Linden Christ gives kids a voice in her Opera Play-House.
“The only thing more expensive to mount than opera is war,” goes a popular saying in the music business. What with sets, a backstage crew, singers and an orchestra, producing an opera on one’s own is a costly proposition, so any idealistic singer who thinks it’s a good way to advance a career had better have a gimmick. Luckily for her, Linden Christ does.
Christ, a soprano and Roosevelt grad, started Opera Play-House late last year with the idea of creating productions that work as outreach vehicles for schools, churches and retirement homes. She’s sung with Chicago Opera Theater’s outreach program for two seasons and has a bubbly personality that could win over a roomful of kids instantly. The company has performed her slimmed-down English version of Humperdinck’s Hansel and Gretel seven times throughout Illinois already, with another on Tuesday 26.

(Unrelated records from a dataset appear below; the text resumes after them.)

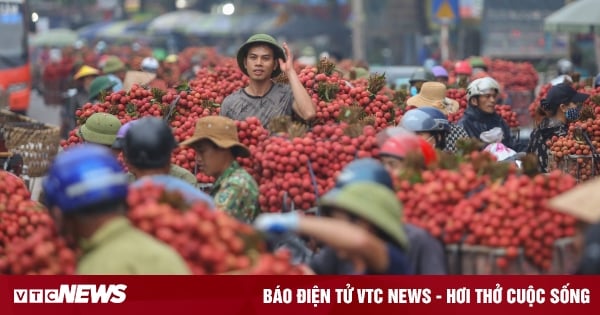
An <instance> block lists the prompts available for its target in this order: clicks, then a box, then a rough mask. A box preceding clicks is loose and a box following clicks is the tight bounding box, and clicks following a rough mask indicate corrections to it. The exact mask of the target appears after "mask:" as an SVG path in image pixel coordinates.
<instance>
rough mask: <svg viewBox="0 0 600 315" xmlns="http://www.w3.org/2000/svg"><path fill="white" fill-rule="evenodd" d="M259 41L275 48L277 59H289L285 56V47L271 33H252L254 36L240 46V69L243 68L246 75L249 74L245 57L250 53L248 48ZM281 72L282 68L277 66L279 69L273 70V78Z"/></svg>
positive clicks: (238, 51)
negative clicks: (283, 47) (248, 73)
mask: <svg viewBox="0 0 600 315" xmlns="http://www.w3.org/2000/svg"><path fill="white" fill-rule="evenodd" d="M258 43H260V44H267V45H269V46H271V48H273V53H274V54H275V59H276V60H277V59H283V60H286V59H287V57H286V56H285V51H284V50H283V47H281V45H279V43H278V42H277V41H276V40H275V38H273V37H272V36H271V35H267V34H255V35H252V36H250V38H248V40H247V41H246V43H244V45H242V47H240V49H239V50H238V54H237V60H238V66H239V67H240V70H242V72H243V73H244V74H245V75H248V71H247V70H246V67H245V66H244V58H246V56H247V55H248V50H249V49H250V47H252V46H253V45H255V44H258ZM280 73H281V69H279V67H277V69H275V71H273V73H272V74H271V78H274V77H276V76H278V75H279V74H280Z"/></svg>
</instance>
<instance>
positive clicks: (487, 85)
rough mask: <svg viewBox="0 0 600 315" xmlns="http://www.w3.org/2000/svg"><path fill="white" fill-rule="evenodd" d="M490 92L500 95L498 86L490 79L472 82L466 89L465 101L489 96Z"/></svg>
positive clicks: (497, 83)
mask: <svg viewBox="0 0 600 315" xmlns="http://www.w3.org/2000/svg"><path fill="white" fill-rule="evenodd" d="M492 90H496V93H497V94H499V93H500V84H498V82H497V81H496V80H494V79H492V78H490V77H485V78H480V79H477V80H474V81H473V82H471V83H470V84H469V86H468V87H467V101H470V100H471V98H472V97H473V96H478V95H485V94H489V93H490V92H491V91H492Z"/></svg>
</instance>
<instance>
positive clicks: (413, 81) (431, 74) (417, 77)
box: [409, 68, 435, 84]
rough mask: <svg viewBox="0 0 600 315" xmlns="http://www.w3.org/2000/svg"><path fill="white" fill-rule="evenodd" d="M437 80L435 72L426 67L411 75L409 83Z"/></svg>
mask: <svg viewBox="0 0 600 315" xmlns="http://www.w3.org/2000/svg"><path fill="white" fill-rule="evenodd" d="M428 81H435V76H434V75H433V73H432V72H431V71H429V70H427V69H425V68H419V69H417V70H415V72H413V74H412V75H411V76H410V80H409V83H410V84H413V83H415V82H428Z"/></svg>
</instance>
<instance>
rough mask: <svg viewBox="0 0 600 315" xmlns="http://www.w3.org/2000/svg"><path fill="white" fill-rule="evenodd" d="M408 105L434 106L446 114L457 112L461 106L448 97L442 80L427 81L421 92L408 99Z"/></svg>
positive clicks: (452, 99) (425, 83)
mask: <svg viewBox="0 0 600 315" xmlns="http://www.w3.org/2000/svg"><path fill="white" fill-rule="evenodd" d="M406 104H407V105H408V106H414V107H424V106H433V107H436V108H437V109H439V110H441V111H442V112H444V114H446V115H448V114H452V113H456V112H457V111H458V109H459V108H460V105H459V104H458V102H457V101H455V100H453V99H451V98H447V97H446V86H445V85H444V84H443V83H440V82H425V83H423V85H422V86H421V91H420V92H419V94H417V95H415V96H413V97H411V98H409V99H408V100H406Z"/></svg>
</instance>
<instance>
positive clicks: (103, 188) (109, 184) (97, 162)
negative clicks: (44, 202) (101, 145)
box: [42, 144, 129, 213]
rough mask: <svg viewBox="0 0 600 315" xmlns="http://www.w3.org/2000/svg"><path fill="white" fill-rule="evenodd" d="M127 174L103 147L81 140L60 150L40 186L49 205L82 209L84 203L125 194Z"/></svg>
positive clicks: (86, 206)
mask: <svg viewBox="0 0 600 315" xmlns="http://www.w3.org/2000/svg"><path fill="white" fill-rule="evenodd" d="M128 185H129V182H128V180H127V175H126V174H125V172H124V170H123V168H122V167H121V165H120V164H119V162H118V160H117V159H116V158H115V157H114V156H113V154H112V152H111V151H110V150H109V149H108V148H105V147H102V146H99V145H96V144H83V145H80V146H77V147H74V148H70V149H67V150H66V151H64V152H62V153H60V154H59V155H58V156H57V157H56V159H55V160H54V162H53V163H52V165H51V166H50V170H49V172H48V176H47V177H46V178H45V179H44V181H43V183H42V187H43V189H44V194H45V198H46V204H47V206H48V208H53V207H58V208H59V209H60V210H61V211H62V212H63V213H84V212H85V209H86V207H92V206H94V205H97V204H100V203H104V202H110V201H117V200H119V199H125V198H127V193H128Z"/></svg>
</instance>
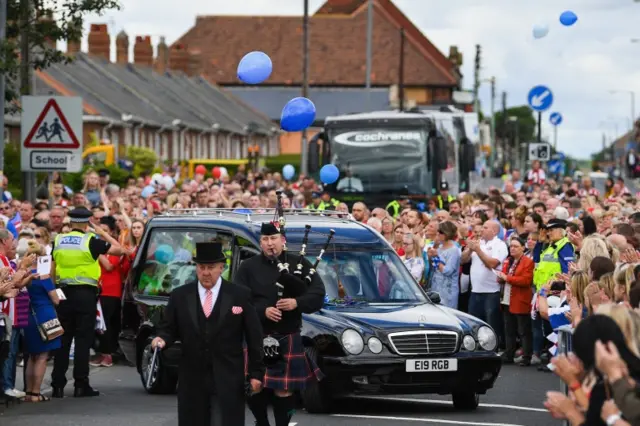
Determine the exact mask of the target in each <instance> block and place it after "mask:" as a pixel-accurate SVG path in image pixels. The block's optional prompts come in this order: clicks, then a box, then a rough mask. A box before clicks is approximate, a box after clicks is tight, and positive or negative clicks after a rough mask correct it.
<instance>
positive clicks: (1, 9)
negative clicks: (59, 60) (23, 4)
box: [0, 1, 16, 189]
mask: <svg viewBox="0 0 640 426" xmlns="http://www.w3.org/2000/svg"><path fill="white" fill-rule="evenodd" d="M6 36H7V2H6V1H1V2H0V45H3V44H4V42H5V40H6ZM0 54H1V53H0ZM3 56H4V55H3ZM0 61H2V62H4V58H3V57H0ZM5 82H6V80H5V77H4V74H3V73H0V96H2V103H1V105H0V132H1V133H0V187H4V176H3V175H4V141H5V139H4V92H5ZM15 183H16V182H14V184H15ZM3 189H4V188H3Z"/></svg>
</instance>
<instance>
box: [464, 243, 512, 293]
mask: <svg viewBox="0 0 640 426" xmlns="http://www.w3.org/2000/svg"><path fill="white" fill-rule="evenodd" d="M480 250H482V252H483V253H485V254H486V255H487V256H489V257H490V258H492V259H497V260H498V261H499V262H500V263H499V264H498V266H497V267H496V268H495V270H496V271H501V270H502V264H503V263H504V260H505V259H506V258H507V256H509V250H508V249H507V245H506V244H505V243H504V241H502V240H501V239H499V238H498V237H495V238H494V239H493V240H491V241H484V240H481V241H480ZM470 276H471V291H472V292H473V293H496V292H498V291H500V284H498V277H497V276H496V274H494V272H493V270H492V269H489V268H487V266H486V265H485V264H484V262H483V261H482V259H480V256H478V253H476V252H473V253H472V254H471V273H470Z"/></svg>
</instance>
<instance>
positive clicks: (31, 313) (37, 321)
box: [31, 307, 64, 343]
mask: <svg viewBox="0 0 640 426" xmlns="http://www.w3.org/2000/svg"><path fill="white" fill-rule="evenodd" d="M31 315H33V319H34V320H35V322H36V326H37V327H38V332H39V333H40V338H41V339H42V341H43V342H44V343H46V342H50V341H52V340H54V339H56V338H58V337H60V336H62V335H63V334H64V328H62V324H60V320H59V319H58V317H56V318H53V319H50V320H49V321H45V322H43V323H40V322H38V317H37V316H36V311H34V310H33V307H31Z"/></svg>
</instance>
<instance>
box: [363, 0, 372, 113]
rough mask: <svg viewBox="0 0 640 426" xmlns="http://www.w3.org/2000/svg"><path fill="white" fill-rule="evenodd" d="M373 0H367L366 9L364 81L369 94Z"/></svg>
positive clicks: (369, 100) (369, 89)
mask: <svg viewBox="0 0 640 426" xmlns="http://www.w3.org/2000/svg"><path fill="white" fill-rule="evenodd" d="M373 1H374V0H369V5H368V9H367V75H366V76H365V81H366V85H367V89H369V90H368V93H369V95H370V94H371V66H372V64H371V62H372V55H373ZM369 102H371V99H369Z"/></svg>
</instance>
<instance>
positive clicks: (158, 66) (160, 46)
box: [154, 37, 169, 74]
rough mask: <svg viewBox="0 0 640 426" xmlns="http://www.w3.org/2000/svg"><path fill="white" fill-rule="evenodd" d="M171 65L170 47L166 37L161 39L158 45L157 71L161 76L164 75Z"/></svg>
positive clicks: (162, 37)
mask: <svg viewBox="0 0 640 426" xmlns="http://www.w3.org/2000/svg"><path fill="white" fill-rule="evenodd" d="M168 65H169V47H168V46H167V42H166V40H165V38H164V37H160V43H158V56H157V57H156V63H155V66H154V68H155V70H156V72H158V73H160V74H164V73H165V72H166V71H167V67H168Z"/></svg>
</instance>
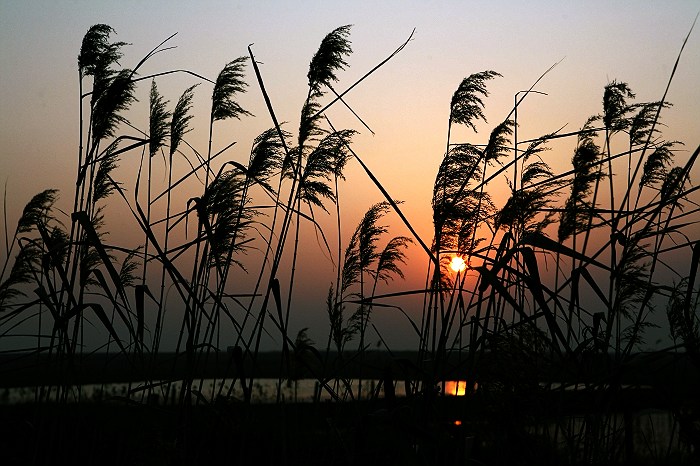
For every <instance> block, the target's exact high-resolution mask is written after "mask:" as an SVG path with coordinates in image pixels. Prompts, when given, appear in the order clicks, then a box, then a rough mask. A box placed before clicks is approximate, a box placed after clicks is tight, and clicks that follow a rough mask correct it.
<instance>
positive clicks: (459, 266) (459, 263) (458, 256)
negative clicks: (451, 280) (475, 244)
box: [450, 256, 467, 273]
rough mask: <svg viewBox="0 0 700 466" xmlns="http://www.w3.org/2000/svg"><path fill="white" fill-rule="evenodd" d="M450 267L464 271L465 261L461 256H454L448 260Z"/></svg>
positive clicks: (458, 269)
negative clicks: (450, 258) (451, 259)
mask: <svg viewBox="0 0 700 466" xmlns="http://www.w3.org/2000/svg"><path fill="white" fill-rule="evenodd" d="M450 268H451V269H452V270H453V271H454V272H456V273H459V272H464V271H465V270H466V269H467V263H466V261H465V260H464V258H463V257H462V256H454V257H453V258H452V261H451V262H450Z"/></svg>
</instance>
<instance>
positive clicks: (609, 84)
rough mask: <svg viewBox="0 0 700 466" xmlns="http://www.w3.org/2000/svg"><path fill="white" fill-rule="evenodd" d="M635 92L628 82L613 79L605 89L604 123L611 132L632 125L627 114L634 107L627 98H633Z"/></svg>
mask: <svg viewBox="0 0 700 466" xmlns="http://www.w3.org/2000/svg"><path fill="white" fill-rule="evenodd" d="M634 97H635V95H634V93H633V92H632V90H631V89H630V87H629V85H627V83H623V82H617V81H615V80H613V82H611V83H610V84H608V85H606V86H605V90H604V91H603V124H604V125H605V127H606V128H607V129H608V130H609V131H610V132H613V133H615V132H619V131H623V130H625V129H627V128H628V127H629V126H630V120H629V119H628V118H627V114H628V113H629V112H630V111H631V110H632V109H633V107H630V106H629V105H627V99H633V98H634Z"/></svg>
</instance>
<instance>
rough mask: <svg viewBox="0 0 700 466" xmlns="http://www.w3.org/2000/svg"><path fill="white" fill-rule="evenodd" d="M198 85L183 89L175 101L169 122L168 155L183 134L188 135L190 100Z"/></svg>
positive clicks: (190, 107)
mask: <svg viewBox="0 0 700 466" xmlns="http://www.w3.org/2000/svg"><path fill="white" fill-rule="evenodd" d="M197 86H198V85H197V84H195V85H193V86H190V87H188V88H187V89H185V92H183V93H182V95H181V96H180V98H179V99H178V100H177V104H176V105H175V110H173V114H172V119H171V120H170V155H173V154H174V153H175V151H177V148H178V147H179V146H180V142H181V141H182V138H183V137H184V136H185V134H187V133H189V132H190V131H191V130H192V128H190V127H189V125H190V120H191V119H192V117H193V115H192V114H191V113H190V110H191V109H192V99H193V98H194V88H195V87H197Z"/></svg>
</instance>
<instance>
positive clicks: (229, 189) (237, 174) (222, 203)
mask: <svg viewBox="0 0 700 466" xmlns="http://www.w3.org/2000/svg"><path fill="white" fill-rule="evenodd" d="M244 185H245V179H244V177H243V176H242V175H241V173H240V172H239V171H238V170H228V171H225V172H223V173H221V174H220V175H219V176H217V177H216V178H214V180H213V181H212V182H211V184H210V185H209V186H208V187H207V189H206V191H205V193H204V195H203V196H202V198H201V199H200V200H199V201H198V203H199V206H198V209H197V210H198V215H199V217H200V221H202V222H203V223H204V225H205V230H206V232H207V240H208V242H209V245H210V248H211V249H210V259H209V266H210V267H217V268H219V269H220V270H223V269H224V268H225V267H227V266H229V265H231V264H233V263H235V264H238V265H239V266H241V267H243V265H242V264H241V263H240V262H239V261H237V260H236V259H233V258H232V256H231V255H230V254H229V248H230V250H231V251H233V252H242V251H244V250H245V248H244V246H243V243H244V241H245V236H246V235H245V231H246V230H247V228H248V227H249V226H250V222H251V217H252V215H253V214H254V212H252V211H251V210H250V209H247V208H246V205H247V204H248V202H249V200H248V199H247V198H246V199H244V198H243V192H244ZM229 257H231V259H230V262H227V261H229Z"/></svg>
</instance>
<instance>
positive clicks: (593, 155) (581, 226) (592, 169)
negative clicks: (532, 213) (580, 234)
mask: <svg viewBox="0 0 700 466" xmlns="http://www.w3.org/2000/svg"><path fill="white" fill-rule="evenodd" d="M596 120H597V117H591V118H589V119H588V121H587V122H586V124H585V125H584V127H583V128H582V132H581V133H580V134H579V137H578V144H577V146H576V150H575V151H574V156H573V158H572V160H571V163H572V165H573V166H574V170H573V171H574V179H573V181H572V184H571V194H570V195H569V198H568V199H567V200H566V203H565V205H564V211H563V212H562V214H561V216H560V219H559V229H558V232H557V234H558V238H559V241H564V240H566V239H568V238H569V237H570V236H571V235H574V234H576V233H579V232H581V231H583V230H585V229H586V228H588V221H589V219H590V217H591V215H593V213H592V212H593V209H594V208H595V206H592V205H590V203H589V202H588V200H587V198H588V196H589V195H590V194H591V191H592V186H593V184H594V183H595V182H596V181H598V180H600V179H601V178H602V177H603V174H602V172H600V171H599V170H596V167H597V165H598V163H599V162H600V158H601V155H602V153H601V149H600V147H599V146H598V145H597V144H596V143H595V141H594V140H593V135H594V133H593V132H590V131H587V130H589V129H590V128H591V125H592V123H593V122H594V121H596Z"/></svg>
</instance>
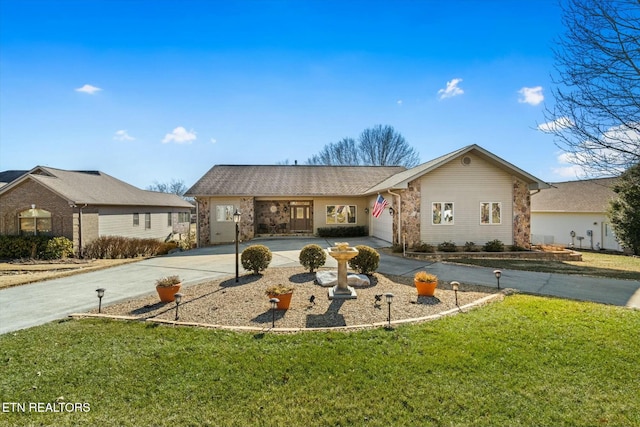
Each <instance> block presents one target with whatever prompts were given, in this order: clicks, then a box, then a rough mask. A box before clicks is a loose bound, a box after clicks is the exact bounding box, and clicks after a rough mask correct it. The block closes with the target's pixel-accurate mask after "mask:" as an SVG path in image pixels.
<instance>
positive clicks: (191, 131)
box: [162, 126, 196, 144]
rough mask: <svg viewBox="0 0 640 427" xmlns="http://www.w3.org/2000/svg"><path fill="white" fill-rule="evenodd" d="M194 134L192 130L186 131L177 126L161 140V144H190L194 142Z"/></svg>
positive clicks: (194, 134)
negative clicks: (191, 142) (162, 139)
mask: <svg viewBox="0 0 640 427" xmlns="http://www.w3.org/2000/svg"><path fill="white" fill-rule="evenodd" d="M195 139H196V133H195V132H194V131H193V130H190V131H188V130H186V129H185V128H184V127H182V126H178V127H177V128H175V129H174V130H173V132H171V133H168V134H166V135H165V136H164V139H163V140H162V143H163V144H166V143H169V142H175V143H176V144H191V141H195Z"/></svg>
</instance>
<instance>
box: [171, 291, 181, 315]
mask: <svg viewBox="0 0 640 427" xmlns="http://www.w3.org/2000/svg"><path fill="white" fill-rule="evenodd" d="M173 297H174V298H175V301H176V319H175V320H178V307H180V302H181V301H182V294H181V293H180V292H178V293H177V294H175V295H174V296H173Z"/></svg>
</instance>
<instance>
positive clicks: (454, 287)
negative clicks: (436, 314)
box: [451, 282, 460, 308]
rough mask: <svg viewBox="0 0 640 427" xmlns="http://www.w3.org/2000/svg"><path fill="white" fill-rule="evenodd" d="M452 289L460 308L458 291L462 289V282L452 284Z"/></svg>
mask: <svg viewBox="0 0 640 427" xmlns="http://www.w3.org/2000/svg"><path fill="white" fill-rule="evenodd" d="M451 289H453V292H454V293H455V295H456V307H458V308H460V306H459V305H458V290H459V289H460V282H451Z"/></svg>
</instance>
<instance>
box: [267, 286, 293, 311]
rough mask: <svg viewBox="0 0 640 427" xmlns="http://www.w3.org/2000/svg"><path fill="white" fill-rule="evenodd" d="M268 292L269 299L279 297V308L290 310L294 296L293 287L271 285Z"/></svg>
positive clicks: (268, 288) (287, 286) (277, 305)
mask: <svg viewBox="0 0 640 427" xmlns="http://www.w3.org/2000/svg"><path fill="white" fill-rule="evenodd" d="M266 294H267V296H268V297H269V299H271V298H278V300H279V301H280V302H278V305H277V308H278V310H288V309H289V305H290V304H291V297H292V296H293V287H291V286H287V285H275V286H270V287H269V288H267V291H266Z"/></svg>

“I had this idea to perform [Hansel and Gretel] with kids when I was with the Rome Opera Festival” in 2005, Christ says. She sang the role of Gretel, and thought the opera would be strong enough to hold children’s attention. Last summer, she took scissors to the score and cut the 2 1/2-hour work down to 40 minutes so it would fit into a school’s convocation time, and not be overly long. “I was gearing it to elementary schools, in particular,” she says.
To slim the opera down, Christ excised a number of roles and some orchestral music. “I took out the father,” she says, “and I eliminated the overture and the pieces that are just the orchestra. I took out some of the repeats, and tried to keep the story intact.” That turned out to be the hardest part, Christ says. Opera Play-House also dispenses with an orchestra, using only a pianist to play the entire score.
One key element remains, and that’s the set. Christ worked with a painter friend from high school, Eva Pfaff, who created three backdrops for the opera. But Christ hit a snag: “I don’t have a car,” she says. So she’s had to rely on others to help cart the drops around.
Christ sees no reason to try expanding to fully staged operas that aren’t part of an outreach program. “We just want to do more performances,” she says, adding that they’re doing more in churches, and have another coming up in March at the Harold Washington Library. Churches, not known much today for their openness to opera, have been surprisingly receptive, “because Hansel and Gretel has that religious content,” she says, of good triumphing over an evil witch. And it didn’t hurt that the churches she contacted all have children’s choirs.
Yet Christ’s company won’t be doing Hansel and Gretel forever; she’s working with composer Leo Van Asten on a version of the Three Little Pigs. (Van Asten’s wife, Wendy, sings in Hansel and Gretel.)
While both the Lyric Opera and Chicago Opera Theater have outreach programs, Christ’s guerrilla version is remarkable. She’s managed to do it on a small budget with the help of friends who sing; she negotiates the fees the schools and churches pay; and she has done all the musical and administrative work herself. That’s pretty impressive, but it’s also part of a larger make-it-your-own-way ethos that so many young Chicago musicians have right now.
“There are a lot of schools that haven’t been reached yet,” says Christ, who stands as good a chance of introducing kids to the surprises of opera as anyone.
Opera Play-House presents Hansel and Gretel in Roosevelt University’s Ganz Memorial Hall Tuesday 26.